From the description:
To understand large legacy systems we need to look beyond the current structure of the code. We need to understand both how the system evolves and how the people building it collaborate. In this session you’ll learn about a Clojure application to mine social information such as communication paths, developer knowledge and hotspots from source code repositories (including Clojure itself). It’s information you use to improve both the design and the people-side of your codebase. We’ll also look at some interesting libraries like Incanter and Instaparse before we discuss the pros and cons of writing the tool in Clojure.
From the presentation:
“Laws” of Software Evolution
Continuing Change
“a system must be continually adapted or it becomes progressively less satisfactory”
Increasing Complexity
“as a system evolves, its complexity increases unless work is done to maintain or reduce it.

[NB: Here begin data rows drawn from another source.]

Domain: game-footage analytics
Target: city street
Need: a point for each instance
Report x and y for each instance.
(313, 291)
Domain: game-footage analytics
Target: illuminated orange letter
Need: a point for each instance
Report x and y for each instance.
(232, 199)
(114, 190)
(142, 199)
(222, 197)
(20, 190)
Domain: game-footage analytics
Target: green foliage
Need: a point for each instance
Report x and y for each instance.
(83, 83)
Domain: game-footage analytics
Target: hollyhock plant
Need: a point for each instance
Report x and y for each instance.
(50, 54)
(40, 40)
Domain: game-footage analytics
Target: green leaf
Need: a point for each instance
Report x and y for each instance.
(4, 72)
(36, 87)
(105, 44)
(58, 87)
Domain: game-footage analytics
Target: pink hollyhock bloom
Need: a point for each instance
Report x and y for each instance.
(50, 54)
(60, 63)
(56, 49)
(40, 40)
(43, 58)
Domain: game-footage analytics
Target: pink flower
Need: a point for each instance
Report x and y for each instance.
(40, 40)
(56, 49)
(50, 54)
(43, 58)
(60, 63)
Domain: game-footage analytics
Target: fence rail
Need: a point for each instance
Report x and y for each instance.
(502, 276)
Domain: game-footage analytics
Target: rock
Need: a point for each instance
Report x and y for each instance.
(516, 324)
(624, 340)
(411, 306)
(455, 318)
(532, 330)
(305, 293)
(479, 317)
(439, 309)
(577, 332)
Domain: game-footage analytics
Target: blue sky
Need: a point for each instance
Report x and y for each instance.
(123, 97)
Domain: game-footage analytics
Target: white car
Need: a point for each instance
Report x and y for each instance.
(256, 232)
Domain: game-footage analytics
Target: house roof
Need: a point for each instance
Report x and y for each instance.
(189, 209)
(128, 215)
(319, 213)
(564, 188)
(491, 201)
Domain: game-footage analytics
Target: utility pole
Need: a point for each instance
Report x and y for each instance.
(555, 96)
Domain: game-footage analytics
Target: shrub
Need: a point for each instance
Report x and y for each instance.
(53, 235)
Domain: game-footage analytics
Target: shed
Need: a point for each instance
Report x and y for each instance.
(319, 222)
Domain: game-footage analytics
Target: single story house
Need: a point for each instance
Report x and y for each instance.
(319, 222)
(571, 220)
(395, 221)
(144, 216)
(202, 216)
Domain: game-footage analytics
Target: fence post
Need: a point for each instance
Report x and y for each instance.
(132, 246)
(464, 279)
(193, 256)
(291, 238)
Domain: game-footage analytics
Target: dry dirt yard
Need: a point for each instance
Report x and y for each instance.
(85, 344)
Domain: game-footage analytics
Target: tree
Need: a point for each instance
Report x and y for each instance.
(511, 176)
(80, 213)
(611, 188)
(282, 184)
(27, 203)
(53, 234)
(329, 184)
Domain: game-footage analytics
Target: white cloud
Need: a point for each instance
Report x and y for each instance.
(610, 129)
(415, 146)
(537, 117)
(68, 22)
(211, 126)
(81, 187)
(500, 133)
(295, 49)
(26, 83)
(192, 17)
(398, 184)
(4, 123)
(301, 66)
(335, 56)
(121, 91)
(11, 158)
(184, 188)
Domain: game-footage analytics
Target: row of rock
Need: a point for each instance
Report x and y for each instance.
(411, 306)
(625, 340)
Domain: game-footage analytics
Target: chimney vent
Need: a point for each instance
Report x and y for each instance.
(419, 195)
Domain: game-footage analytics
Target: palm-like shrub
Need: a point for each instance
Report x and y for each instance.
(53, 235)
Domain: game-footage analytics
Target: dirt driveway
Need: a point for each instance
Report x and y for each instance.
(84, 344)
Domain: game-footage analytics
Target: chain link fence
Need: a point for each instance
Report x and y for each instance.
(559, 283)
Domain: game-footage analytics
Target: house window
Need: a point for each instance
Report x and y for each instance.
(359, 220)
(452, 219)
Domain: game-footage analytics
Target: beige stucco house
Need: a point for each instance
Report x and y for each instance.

Those two “laws” can be claimed for software but they are applicable to any system, including semantics.
Adam develops code that uses source control logs to identify “hot spots” in code, which is available at: Code Maat.
You are likely to also be interested in Adam’s book: Your Code as a Crime Scene: Use Forensic Techniques to Arrest Defects, Bottlenecks, and Bad Design in Your Programs
Early in his presentation Adam mentions that the majority of a programmer’s time isn’t spent programming but rather “…making changes to existing code and the majority of that, trying to understand what the code does….” Imagine capturing your “understanding” of existing code using a topic map.
That increases your value-add to the organization. Yes?